I\'m looking to assign some different readability scores to text in R such as the Flesh Kincaid.
Does anyone know of a way to segment words into syllables using R? I
qdap version 1.1.0 does this task:
library(qdap)
x <- c('dog', 'cat', 'pony', 'cracker', 'shoe', 'Popsicle')
syllable_sum(x)
## [1] 1 1 2 2 1 3
Some tools for NLP are available here:
http://cran.r-project.org/web/views/NaturalLanguageProcessing.html
The task is non-trivial though. More hints (including an algorithm you could implement) here:
Detecting syllables in a word
gsk3 is correct: if you want a correct solution, it is non-trivial.

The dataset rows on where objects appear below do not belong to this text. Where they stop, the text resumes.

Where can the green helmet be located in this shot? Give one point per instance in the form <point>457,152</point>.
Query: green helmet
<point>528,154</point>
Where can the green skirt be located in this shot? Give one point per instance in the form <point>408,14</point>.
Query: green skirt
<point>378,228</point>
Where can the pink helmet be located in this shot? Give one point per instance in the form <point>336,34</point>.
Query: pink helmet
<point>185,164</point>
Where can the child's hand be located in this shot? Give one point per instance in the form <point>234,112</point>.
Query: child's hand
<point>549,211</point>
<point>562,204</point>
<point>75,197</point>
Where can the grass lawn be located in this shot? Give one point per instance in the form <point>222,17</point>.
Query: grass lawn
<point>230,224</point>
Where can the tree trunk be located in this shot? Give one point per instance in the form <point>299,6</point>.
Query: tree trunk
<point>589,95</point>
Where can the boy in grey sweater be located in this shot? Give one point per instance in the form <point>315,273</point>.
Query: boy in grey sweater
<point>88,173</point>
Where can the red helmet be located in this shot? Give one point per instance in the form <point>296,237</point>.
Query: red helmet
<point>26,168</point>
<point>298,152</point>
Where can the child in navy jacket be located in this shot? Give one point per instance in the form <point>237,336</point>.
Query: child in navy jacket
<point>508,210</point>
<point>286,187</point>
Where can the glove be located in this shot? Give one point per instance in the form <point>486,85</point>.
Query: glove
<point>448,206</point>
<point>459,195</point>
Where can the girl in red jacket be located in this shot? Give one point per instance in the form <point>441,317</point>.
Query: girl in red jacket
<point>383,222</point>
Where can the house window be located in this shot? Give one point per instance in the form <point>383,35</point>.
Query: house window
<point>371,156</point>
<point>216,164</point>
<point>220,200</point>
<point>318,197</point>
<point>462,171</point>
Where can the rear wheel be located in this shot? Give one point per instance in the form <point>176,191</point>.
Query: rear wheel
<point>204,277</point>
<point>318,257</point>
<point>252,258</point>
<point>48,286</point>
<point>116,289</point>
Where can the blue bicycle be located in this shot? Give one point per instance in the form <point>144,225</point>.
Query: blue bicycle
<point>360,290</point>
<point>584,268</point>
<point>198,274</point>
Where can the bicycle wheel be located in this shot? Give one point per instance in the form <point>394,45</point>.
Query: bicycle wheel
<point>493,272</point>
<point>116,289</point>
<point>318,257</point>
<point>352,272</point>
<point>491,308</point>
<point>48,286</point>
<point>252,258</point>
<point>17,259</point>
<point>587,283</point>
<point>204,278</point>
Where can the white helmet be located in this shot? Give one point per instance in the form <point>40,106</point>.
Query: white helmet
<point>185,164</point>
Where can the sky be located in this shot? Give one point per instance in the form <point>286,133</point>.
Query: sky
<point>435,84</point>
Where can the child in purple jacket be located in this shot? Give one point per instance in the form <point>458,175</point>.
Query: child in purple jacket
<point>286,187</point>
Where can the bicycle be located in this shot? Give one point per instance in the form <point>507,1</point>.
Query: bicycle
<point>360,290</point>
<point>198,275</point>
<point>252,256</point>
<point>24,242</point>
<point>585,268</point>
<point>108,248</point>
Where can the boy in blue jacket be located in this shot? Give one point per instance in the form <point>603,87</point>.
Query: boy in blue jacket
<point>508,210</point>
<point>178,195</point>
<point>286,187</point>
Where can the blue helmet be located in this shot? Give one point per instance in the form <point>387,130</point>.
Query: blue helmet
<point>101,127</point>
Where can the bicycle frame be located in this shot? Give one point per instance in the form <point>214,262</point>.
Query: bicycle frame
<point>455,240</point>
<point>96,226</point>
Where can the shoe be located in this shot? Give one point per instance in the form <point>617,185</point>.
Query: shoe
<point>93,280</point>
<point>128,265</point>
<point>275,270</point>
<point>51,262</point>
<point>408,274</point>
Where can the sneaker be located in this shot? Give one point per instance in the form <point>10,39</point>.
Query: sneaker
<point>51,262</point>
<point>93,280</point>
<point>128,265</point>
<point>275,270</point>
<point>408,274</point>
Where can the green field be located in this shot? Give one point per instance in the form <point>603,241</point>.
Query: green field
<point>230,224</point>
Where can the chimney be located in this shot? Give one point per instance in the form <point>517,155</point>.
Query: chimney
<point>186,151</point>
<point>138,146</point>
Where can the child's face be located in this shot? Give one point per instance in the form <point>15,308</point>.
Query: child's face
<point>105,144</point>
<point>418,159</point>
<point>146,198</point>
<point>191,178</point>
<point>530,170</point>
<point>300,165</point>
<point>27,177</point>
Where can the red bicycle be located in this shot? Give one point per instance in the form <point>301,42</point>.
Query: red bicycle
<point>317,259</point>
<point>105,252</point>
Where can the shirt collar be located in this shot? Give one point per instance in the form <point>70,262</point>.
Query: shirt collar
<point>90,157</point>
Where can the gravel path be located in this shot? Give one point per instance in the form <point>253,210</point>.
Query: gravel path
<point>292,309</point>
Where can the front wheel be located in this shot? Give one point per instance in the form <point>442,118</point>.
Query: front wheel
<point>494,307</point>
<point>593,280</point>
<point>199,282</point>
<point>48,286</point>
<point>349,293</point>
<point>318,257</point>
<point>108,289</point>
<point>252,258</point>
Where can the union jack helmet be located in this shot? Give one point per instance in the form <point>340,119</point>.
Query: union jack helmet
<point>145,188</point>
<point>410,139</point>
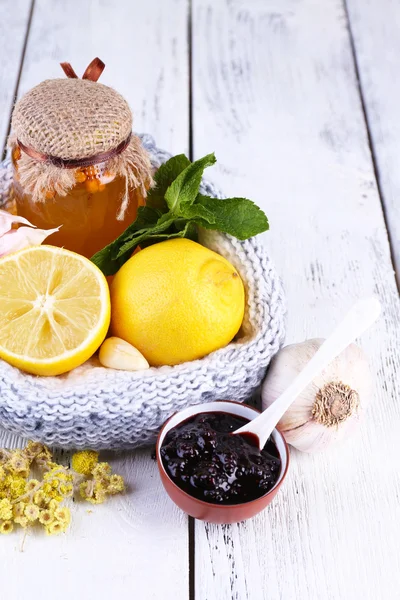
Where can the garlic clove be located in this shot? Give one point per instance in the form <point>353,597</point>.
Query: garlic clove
<point>7,220</point>
<point>116,353</point>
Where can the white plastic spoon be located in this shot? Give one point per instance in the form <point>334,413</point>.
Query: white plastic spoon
<point>361,316</point>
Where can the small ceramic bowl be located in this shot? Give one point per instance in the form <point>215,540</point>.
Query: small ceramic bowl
<point>206,511</point>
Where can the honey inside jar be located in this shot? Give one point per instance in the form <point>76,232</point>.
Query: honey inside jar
<point>77,164</point>
<point>88,214</point>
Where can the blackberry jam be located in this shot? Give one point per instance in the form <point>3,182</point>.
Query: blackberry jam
<point>203,459</point>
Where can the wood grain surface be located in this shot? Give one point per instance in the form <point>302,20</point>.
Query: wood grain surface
<point>137,544</point>
<point>271,86</point>
<point>375,30</point>
<point>14,21</point>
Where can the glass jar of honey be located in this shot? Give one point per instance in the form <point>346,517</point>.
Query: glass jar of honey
<point>76,163</point>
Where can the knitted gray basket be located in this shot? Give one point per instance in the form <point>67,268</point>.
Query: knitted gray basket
<point>94,407</point>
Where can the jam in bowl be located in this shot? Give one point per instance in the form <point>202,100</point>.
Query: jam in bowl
<point>213,475</point>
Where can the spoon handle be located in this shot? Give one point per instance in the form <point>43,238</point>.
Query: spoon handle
<point>361,316</point>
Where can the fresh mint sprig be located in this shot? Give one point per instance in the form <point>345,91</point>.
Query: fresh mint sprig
<point>175,208</point>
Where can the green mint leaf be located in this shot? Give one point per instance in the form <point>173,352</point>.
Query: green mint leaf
<point>163,178</point>
<point>105,258</point>
<point>162,225</point>
<point>185,188</point>
<point>237,216</point>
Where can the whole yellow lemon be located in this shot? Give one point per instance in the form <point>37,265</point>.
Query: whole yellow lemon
<point>176,301</point>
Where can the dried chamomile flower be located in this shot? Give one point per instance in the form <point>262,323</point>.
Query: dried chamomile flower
<point>18,464</point>
<point>83,462</point>
<point>5,509</point>
<point>46,517</point>
<point>26,502</point>
<point>116,485</point>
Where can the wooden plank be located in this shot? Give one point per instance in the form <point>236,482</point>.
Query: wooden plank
<point>136,544</point>
<point>13,28</point>
<point>275,95</point>
<point>375,31</point>
<point>145,59</point>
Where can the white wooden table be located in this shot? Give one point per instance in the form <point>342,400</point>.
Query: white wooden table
<point>300,99</point>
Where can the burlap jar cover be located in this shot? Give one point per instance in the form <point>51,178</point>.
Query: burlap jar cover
<point>64,125</point>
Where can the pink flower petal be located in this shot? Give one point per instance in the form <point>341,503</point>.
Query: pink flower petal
<point>7,220</point>
<point>23,237</point>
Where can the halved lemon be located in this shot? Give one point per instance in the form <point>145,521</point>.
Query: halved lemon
<point>54,309</point>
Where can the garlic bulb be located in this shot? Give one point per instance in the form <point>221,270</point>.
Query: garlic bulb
<point>329,408</point>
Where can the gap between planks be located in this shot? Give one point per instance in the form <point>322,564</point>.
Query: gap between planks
<point>15,94</point>
<point>371,141</point>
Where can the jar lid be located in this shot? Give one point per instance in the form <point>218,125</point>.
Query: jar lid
<point>72,119</point>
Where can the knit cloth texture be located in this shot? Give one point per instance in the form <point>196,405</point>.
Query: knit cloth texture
<point>95,407</point>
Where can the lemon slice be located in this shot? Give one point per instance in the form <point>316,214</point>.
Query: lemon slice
<point>54,309</point>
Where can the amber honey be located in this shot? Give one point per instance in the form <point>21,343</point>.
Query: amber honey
<point>88,214</point>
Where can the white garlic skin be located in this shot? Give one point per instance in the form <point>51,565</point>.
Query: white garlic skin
<point>299,427</point>
<point>116,353</point>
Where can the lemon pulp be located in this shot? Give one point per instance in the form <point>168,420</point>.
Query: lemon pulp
<point>54,309</point>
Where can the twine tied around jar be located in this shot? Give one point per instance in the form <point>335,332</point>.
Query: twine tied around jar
<point>64,125</point>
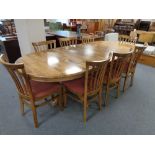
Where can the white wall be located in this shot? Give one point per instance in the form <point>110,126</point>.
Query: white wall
<point>28,31</point>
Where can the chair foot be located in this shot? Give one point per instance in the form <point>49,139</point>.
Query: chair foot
<point>35,117</point>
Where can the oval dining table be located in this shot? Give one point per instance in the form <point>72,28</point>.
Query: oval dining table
<point>68,63</point>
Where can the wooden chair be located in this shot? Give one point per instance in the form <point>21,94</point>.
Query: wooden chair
<point>130,66</point>
<point>114,72</point>
<point>44,45</point>
<point>87,88</point>
<point>30,91</point>
<point>87,39</point>
<point>67,41</point>
<point>127,39</point>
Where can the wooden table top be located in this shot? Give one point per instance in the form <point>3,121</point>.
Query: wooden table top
<point>67,34</point>
<point>67,63</point>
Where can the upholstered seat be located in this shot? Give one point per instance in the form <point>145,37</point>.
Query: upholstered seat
<point>30,91</point>
<point>76,86</point>
<point>41,89</point>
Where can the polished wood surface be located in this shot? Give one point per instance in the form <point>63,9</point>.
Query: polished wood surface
<point>67,63</point>
<point>67,34</point>
<point>44,45</point>
<point>67,41</point>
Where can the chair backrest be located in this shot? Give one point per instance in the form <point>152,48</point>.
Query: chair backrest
<point>87,39</point>
<point>135,57</point>
<point>44,45</point>
<point>19,76</point>
<point>111,37</point>
<point>116,66</point>
<point>67,41</point>
<point>94,76</point>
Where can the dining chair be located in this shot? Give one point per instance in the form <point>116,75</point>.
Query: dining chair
<point>29,91</point>
<point>88,87</point>
<point>67,41</point>
<point>87,39</point>
<point>130,66</point>
<point>113,74</point>
<point>127,39</point>
<point>44,45</point>
<point>111,37</point>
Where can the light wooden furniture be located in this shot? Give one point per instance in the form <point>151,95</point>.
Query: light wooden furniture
<point>111,37</point>
<point>147,60</point>
<point>130,66</point>
<point>67,41</point>
<point>113,74</point>
<point>126,39</point>
<point>44,45</point>
<point>68,63</point>
<point>30,91</point>
<point>148,56</point>
<point>89,87</point>
<point>86,40</point>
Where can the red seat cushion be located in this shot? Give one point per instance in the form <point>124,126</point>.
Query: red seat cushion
<point>75,86</point>
<point>41,89</point>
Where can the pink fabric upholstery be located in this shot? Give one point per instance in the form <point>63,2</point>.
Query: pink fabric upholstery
<point>76,86</point>
<point>41,89</point>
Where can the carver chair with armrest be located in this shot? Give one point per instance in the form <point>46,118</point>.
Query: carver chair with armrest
<point>130,66</point>
<point>113,74</point>
<point>30,91</point>
<point>88,87</point>
<point>44,45</point>
<point>67,41</point>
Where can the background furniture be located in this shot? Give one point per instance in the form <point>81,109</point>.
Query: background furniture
<point>68,63</point>
<point>67,41</point>
<point>124,26</point>
<point>44,45</point>
<point>114,72</point>
<point>130,66</point>
<point>10,47</point>
<point>111,37</point>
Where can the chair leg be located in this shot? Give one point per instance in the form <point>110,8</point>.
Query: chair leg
<point>21,105</point>
<point>35,116</point>
<point>107,95</point>
<point>85,111</point>
<point>60,102</point>
<point>125,82</point>
<point>118,89</point>
<point>131,82</point>
<point>100,100</point>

For example, you have to watch out for strange things like silent e at the end of a word (eg pane), or know when it's not silent, as in finale.
However, if you just want a quick-and-dirty approximation, this will do it:
> nchar( gsub( "[^X]", "", gsub( "[aeiouy]+", "X", tolower( x ))))
[1] 1 1 2 2 1 3
To understand how the parts work, just strip away the function calls from the outside in, starting with nchar
and then gsub
, etc... ...until the expression makes sense to you.
But my guess is, considering a fight between R's power vs the profusion of exceptions in the English language, you could get a decent answer (maybe 99% right?) parsing through normal text, without a lot of work - heck, the simple parser above may get 90%+ right. With a little more work, you could deal with silent e's if you like.
It all depends on your application - whether this is good enough or you need something more accurate.
The koRpus package will help you out immensley, but it's a little difficult to work with.
stopifnot(require(koRpus))
tokens <- tokenize(text, format="obj", lang='en')
flesch.kincaid(tokens)